先日、似て非なるものについて書きましたがこれはどの分野においても発生しているものです。例えば、自然農でじゃがいもを収穫しましたが全体的に丸く小ぶりなものばかりです。スーパーで買えばどれも大きく長い形のものが多いですがそちらの方が昔からあるじゃがいもと思っているものです。世間で流通し、いつも見ているものが本物というように思いこみます。
またこの場合の農の在り方も異なります。同じ農業であっても、そもそも野菜は育つものと信じて手入れをしていく考え方と、そもそも野菜は育てるものと信じて手入れをするのではそのかかわり方が異なります。

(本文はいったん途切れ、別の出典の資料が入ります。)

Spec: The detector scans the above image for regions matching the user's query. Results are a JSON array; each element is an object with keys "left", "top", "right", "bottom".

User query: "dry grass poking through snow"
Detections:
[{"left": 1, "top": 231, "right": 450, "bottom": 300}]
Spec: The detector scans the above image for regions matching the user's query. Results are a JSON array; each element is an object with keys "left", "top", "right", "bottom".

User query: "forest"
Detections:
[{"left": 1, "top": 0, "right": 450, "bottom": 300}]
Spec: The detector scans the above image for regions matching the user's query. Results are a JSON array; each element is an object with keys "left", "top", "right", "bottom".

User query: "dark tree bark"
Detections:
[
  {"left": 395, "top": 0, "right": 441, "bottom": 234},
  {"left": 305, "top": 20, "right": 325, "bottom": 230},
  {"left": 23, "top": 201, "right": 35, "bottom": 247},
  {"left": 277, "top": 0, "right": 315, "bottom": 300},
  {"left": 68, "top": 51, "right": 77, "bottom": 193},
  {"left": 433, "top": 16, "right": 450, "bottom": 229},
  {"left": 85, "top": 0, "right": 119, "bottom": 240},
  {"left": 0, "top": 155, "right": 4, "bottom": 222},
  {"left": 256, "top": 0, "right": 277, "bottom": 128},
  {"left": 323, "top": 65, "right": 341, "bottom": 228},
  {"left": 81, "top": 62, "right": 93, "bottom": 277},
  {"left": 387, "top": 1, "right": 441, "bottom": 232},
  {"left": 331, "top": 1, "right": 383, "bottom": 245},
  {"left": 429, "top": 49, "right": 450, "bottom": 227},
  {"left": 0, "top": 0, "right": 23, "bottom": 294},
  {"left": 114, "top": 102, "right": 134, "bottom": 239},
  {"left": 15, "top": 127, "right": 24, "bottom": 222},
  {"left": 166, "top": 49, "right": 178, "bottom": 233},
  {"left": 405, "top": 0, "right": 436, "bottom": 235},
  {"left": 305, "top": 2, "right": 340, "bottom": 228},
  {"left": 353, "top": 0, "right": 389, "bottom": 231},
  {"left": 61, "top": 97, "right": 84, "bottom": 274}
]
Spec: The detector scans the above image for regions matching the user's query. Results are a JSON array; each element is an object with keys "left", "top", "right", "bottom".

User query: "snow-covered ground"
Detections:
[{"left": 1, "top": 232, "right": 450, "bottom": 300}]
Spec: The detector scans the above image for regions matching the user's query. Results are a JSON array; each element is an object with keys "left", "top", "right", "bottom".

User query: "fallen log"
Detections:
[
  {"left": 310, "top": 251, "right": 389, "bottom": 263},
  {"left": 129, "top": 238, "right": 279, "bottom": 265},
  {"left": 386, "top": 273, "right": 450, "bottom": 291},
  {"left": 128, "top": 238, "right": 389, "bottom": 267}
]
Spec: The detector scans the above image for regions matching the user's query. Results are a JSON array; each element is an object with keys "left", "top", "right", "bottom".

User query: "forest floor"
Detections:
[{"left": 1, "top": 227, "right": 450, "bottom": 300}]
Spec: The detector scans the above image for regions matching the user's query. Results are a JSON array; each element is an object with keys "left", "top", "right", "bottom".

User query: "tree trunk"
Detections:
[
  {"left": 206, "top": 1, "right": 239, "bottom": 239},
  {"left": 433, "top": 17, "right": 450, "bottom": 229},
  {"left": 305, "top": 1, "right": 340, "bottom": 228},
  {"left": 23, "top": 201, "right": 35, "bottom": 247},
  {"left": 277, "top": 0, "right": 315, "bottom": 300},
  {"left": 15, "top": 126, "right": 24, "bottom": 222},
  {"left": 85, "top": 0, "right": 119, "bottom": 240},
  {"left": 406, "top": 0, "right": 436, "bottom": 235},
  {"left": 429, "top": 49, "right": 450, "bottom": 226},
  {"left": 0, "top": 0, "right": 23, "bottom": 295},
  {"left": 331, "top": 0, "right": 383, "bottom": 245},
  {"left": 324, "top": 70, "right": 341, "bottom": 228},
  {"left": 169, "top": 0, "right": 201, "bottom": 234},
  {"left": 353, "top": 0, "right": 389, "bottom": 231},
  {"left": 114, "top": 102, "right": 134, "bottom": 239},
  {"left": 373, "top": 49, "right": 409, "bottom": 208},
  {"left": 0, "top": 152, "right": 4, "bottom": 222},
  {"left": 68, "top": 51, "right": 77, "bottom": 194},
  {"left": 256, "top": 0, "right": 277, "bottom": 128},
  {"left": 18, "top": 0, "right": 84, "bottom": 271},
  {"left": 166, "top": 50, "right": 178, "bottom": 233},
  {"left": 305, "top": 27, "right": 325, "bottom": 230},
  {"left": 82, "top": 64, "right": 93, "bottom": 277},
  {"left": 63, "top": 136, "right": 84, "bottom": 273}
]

現在の慣行農法で肥料農薬と機械を使って行う方法から見れば、手で草を刈って被せて余計なことをなるべくしないのをみると、あれは農業ではないと言われるものです。しかし本来の日本人古来から野菜の姿というのは変わっていないものです。その野菜の姿を変えてまで収穫量を変化させようとするのは、どちらが本来の農業であったかは野菜を観れば明白なのです。
これは教育でも保育でも同じことだと私は思います。
昨日、ある人と話をする中で子どもの発達を信じ関係性を見守る保育をプレゼンしたところある大学の教授から「こんなの保育ではない」と言われたそうです。何をもってその言葉を言ったのかの真意が分からないのですが、きっと先ほど書いた農業の定義、慣行農法と自然農の違いを認識することと同じようなことが起きたのではないかと感じました。
もちろんどちらがいいとか悪いとかを議論しようとしているのではなく、野菜の姿まで変えていいものか、子どもの姿まで変えていいものかということに疑問を感じているのです。
本来の姿が合って、その本来の姿のままに育ててあげることがそのものらしさでありそのものの仕合わせだとも言えます。無理やりに、こちらの都合で相手を変えてしまうことで相手は本来の姿や本来の生き方ができなくなるかもしれません。
自然界というものは、それぞれに活き活きと伸び伸びと自分らしさを発揮して天から与えられた役割を楽しく生き切っているとも言えます。そういう太古から今まで連綿と続いてきたいのちの連鎖や魂の邂逅、そういう仕合せを享受される場がこの地上の楽園であったはずです。
それを無理やりに姿かたちを換えさせ、本来のことができなくなるというやり方が御互いを尊重しているとは私には思えません。
詩経に「鳶飛魚躍」という言葉があります。これは「鳶(とび)は飛んで天に戻いたり、魚は淵に躍る」という言葉です。辞書には「万物が自然の本性に従って、自由に楽しんでいることのたとえ。また、そのような天の理の作用のこと。また、君主の恩徳が広く及び、人々がその能力などによって、それぞれ所を得ているたとえ。鳶とびが空に飛び魚が淵ふちにおどる意」とあります。
本来のそのものの姿を守っていくことが、太古の昔から大切に絆を守りながら共生した仲間たちとの暮らし方です。今のように何でも人間の思い通りに変えてしまおうとするのはとても傲慢なことだと思います。知らず知らずのうちに刷り込まれていないか、他にもおかしなところはないかと学び直し見直す自戒の日々です。
自然の姿を守ろうとすることが自然に逆らわないことであり、自然と寄り添い生きる謙虚な姿勢でもあります。日々はまさに選択の連続、自分の布置がどうなっているのか、刷り込みを憎み人を憎まず刷り込みを取り払って精進していきたいと思います。